In Brandenburg, a new SPD-Die Linke government has been formed. As in the ‘red-red’ coalition in Berlin, Die Linke has accepted severe cuts in return for ministerial posts. At the same time, Die Linke dropped some of its election promises, like the abolition of tuition fees. The coalition plans to cut 10,000 out of 50,000 public-sector jobs by 2019. According to media reports, behind the scenes, Lafontaine tried to stop Die Linke going so far in Brandenburg. Open opposition came from Linksjugend [Solid] – the youth wing of Die Linke – in Brandenburg.

Die Linke’s federal state organisation in North Rhine-Westphalia also opposed the Brandenburg policy. Federal state elections are due here in May. With its tradition of being left-wing since the time of the WASG – the mainly western component of Die Linke, which fused with the PDS (based in the east) in 2007 – its last federal congress agreed a more left-wing election programme. Claus Ludwig, Die Linke councillor in Cologne and member of SAV (CWI Germany), commented: “The demands are for a 30-hour working week on full pay, the nationalisation of RWE and Eon [big energy companies] and of the car producer Opel, as well as the closure of military bases in North Rhine-Westphalia. Given the complaints of the capitalist politicians and media about the ‘loopy lefts’, this shows that Die Linke in North Rhine-Westphalia is on the right track”.

The debate around ‘lesser evilism’ and taking part in coalitions with the SPD has been revived. SAV argues that Die Linke should aim to win majority support for socialist ideas. SAV is in favour of governments based on the struggle of the working class with a socialist programme, to break with the power of the banks and big monopolies. This is not achievable with the SPD and Greens. Die Linke must not bind itself to a government of these pro-capitalist parties. Decisions to support or oppose government measures should be taken individually, depending on whether they are in the interests of the working class. A blank cheque for these parties, in the form of coalition or a ‘toleration treaty’ (in coalition without taking ministerial positions) must be rejected.
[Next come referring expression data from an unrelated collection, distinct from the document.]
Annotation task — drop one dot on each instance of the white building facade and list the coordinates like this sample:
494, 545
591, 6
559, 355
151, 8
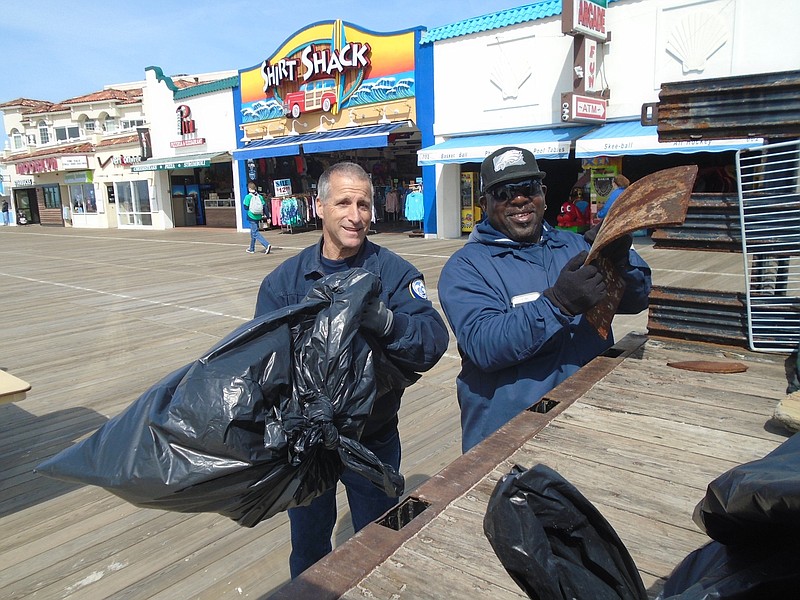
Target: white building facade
507, 89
Government politicians are already arguing among themselves about how to serve big business without provoking resistance. This presents Die Linke with opportunities to build. With the increase in class struggle over recent years, the confidence of workers has grown. The strikes of kindergarten teachers in the summer and cleaners in the autumn involved sections of the working class which were not to the forefront in the past. This indicates that the German working class is not stunned by the crisis, and massive anger is mounting.